„Ein Kinderarzt kriegt auch nicht weniger“

Klaus Schumacher, der gerade seinen Vertrag als Leiter des „Jungen Schauspielhauses“ verlängert hat, über den Stellenwert von Kinder- und Jugendtheater. In Hamburg hat er bereits neue Maßstäbe gesetzt

taz: Herr Schumacher, Sie haben Ihren Vertrag als Leiter des Jungen Schauspielhauses um sechs Jahre verlängert. Was war in der Verhandlungsmasse?
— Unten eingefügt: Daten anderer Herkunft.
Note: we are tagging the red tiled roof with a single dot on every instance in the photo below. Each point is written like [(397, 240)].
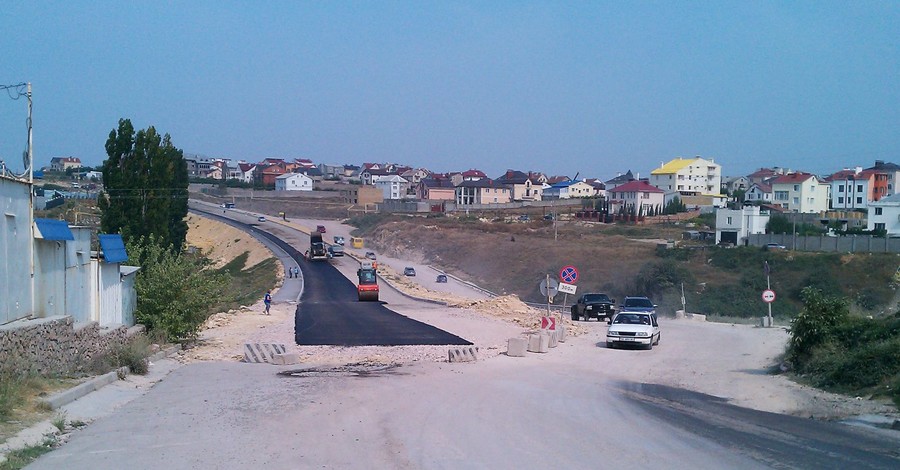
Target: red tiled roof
[(637, 187), (792, 178)]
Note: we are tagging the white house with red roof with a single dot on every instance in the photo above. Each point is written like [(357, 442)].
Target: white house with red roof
[(800, 192), (640, 195)]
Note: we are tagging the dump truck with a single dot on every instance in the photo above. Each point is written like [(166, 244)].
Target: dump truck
[(317, 249), (367, 288)]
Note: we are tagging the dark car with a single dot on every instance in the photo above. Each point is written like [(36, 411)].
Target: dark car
[(593, 305), (336, 250)]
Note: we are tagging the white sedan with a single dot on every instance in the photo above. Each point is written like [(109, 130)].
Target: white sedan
[(633, 328)]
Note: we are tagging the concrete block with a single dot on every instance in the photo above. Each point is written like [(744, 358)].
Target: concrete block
[(539, 343), (466, 354), (285, 359), (554, 339), (516, 347)]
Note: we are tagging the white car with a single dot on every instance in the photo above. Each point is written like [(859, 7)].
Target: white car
[(633, 328)]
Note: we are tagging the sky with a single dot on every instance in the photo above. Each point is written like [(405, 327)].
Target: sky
[(594, 88)]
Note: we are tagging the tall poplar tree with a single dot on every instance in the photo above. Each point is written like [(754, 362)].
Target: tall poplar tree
[(144, 186)]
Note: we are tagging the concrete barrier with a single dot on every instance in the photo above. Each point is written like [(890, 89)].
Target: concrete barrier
[(467, 354), (516, 347), (539, 343), (262, 352)]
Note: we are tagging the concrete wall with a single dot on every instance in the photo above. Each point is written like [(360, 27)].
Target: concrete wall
[(851, 244), (56, 344), (16, 294)]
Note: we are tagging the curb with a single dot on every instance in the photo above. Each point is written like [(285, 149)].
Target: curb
[(65, 397)]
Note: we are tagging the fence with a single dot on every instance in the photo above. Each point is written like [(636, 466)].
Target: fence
[(845, 244)]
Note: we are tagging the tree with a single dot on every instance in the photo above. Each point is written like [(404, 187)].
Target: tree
[(173, 289), (145, 186)]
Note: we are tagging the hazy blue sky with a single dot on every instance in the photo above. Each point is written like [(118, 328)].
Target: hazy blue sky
[(560, 87)]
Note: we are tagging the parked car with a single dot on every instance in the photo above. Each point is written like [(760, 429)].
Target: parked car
[(335, 250), (593, 305), (633, 328)]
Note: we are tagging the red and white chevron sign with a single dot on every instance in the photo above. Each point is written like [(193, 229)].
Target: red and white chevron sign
[(548, 323)]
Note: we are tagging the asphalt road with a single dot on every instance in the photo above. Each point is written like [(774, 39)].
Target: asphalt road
[(329, 312)]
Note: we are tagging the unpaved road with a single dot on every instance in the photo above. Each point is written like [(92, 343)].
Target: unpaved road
[(580, 406)]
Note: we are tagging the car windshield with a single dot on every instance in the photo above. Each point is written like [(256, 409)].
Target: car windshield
[(642, 302), (632, 319), (596, 298)]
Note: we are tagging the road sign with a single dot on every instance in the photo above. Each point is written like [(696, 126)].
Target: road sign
[(549, 287), (548, 323), (568, 274), (567, 288)]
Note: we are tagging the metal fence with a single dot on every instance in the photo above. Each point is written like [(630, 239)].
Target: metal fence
[(843, 244)]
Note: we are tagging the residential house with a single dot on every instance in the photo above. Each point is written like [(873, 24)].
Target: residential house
[(688, 177), (599, 187), (568, 190), (887, 176), (884, 214), (736, 226), (436, 189), (852, 189), (64, 163), (293, 182), (473, 175), (481, 191), (392, 186), (639, 196), (764, 174), (521, 186), (800, 192), (735, 183), (620, 179), (369, 175), (245, 172), (414, 175), (759, 193), (360, 195)]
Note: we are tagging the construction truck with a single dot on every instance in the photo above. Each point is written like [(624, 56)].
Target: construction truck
[(317, 249), (368, 282)]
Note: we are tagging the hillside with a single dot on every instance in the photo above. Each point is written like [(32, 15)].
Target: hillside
[(513, 257)]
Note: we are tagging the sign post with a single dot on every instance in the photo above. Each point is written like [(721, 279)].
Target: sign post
[(568, 275)]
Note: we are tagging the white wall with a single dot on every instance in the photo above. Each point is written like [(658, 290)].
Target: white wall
[(16, 250)]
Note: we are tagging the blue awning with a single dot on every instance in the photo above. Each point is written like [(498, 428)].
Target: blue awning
[(113, 248), (51, 229)]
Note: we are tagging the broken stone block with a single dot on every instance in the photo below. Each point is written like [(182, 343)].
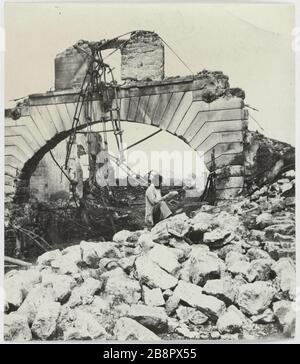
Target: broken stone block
[(257, 253), (85, 327), (65, 265), (189, 314), (231, 321), (181, 245), (127, 329), (35, 298), (285, 313), (45, 323), (236, 247), (171, 304), (14, 292), (202, 222), (153, 297), (48, 257), (146, 242), (154, 318), (142, 57), (120, 287), (92, 252), (71, 66), (260, 270), (286, 273), (62, 285), (16, 328), (152, 275), (192, 295), (201, 267), (263, 220), (266, 317), (224, 289), (184, 331), (237, 263), (84, 293), (255, 298), (165, 257), (215, 236), (122, 236)]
Klaus Schumacher, Gründer und Leiter des Jungen Schauspiels Hamburg: Zum Beispiel die Bezahlung der Schauspieler. Unser Ensemble hat ein sehr forderndes Publikum und eine viel höhere Aufführungsfrequenz als die Kollegen vom Abendspielplan – es gibt also überhaupt kein Argument für eine schlechtere Entlohnung. Ein Kinderarzt bekommt ja auch nicht weniger als ein Allgemeinmediziner.

Das Junge Schauspielhaus ist die erste deutsche Bühne, die diese Gleichbehandlung konsequent praktiziert. Wie haben Sie das durchgesetzt?

Uns kam unser guter Start zu Hilfe, gleich in der ersten Spielzeit gab es geradezu eine Preisflut. Und wir haben mit Friedrich Schirmer einen Intendanten, für den der Bereich tatsächlich nicht nachrangig ist. Seit drei Jahren gibt es erfreulicherweise eine Gründungswelle von „Jungen Schauspielhäusern“ in Deutschland und ich kann den Kollegen nur raten, sofort für eine Gleichbehandlung zu sorgen.

Für Sie war das möglicherweise einfacher – Sie gehören offiziell zur künstlerischen Gesamtleitung des Hauses.

Auch wir haben nur sechs Schauspieler, mit denen wir sechs bis sieben Produktionen im Jahr erarbeiten. Aber in der Tat haben wir die gleichen Etats für Werbung, Ausstattung und Dramaturgie wie im großen Ensemble.

Eine Jugendtheater-Produktion ist gleich teuer wie eine Premiere an der größten deutschen Sprechbühne?

Im Verhältnis gesehen schon. Wir produzieren vorwiegend im Malersaal. „Die Odyssee“ war dort die bislang aufwändigste Produktion überhaupt.

Dem Bremer „Moks“ steht etwas mehr als ein Prozent des Theateretats zur Verfügung. Aber immerhin gibt es seit 2005 mit den „Jungen Akteuren“ eine eigene Theaterschule.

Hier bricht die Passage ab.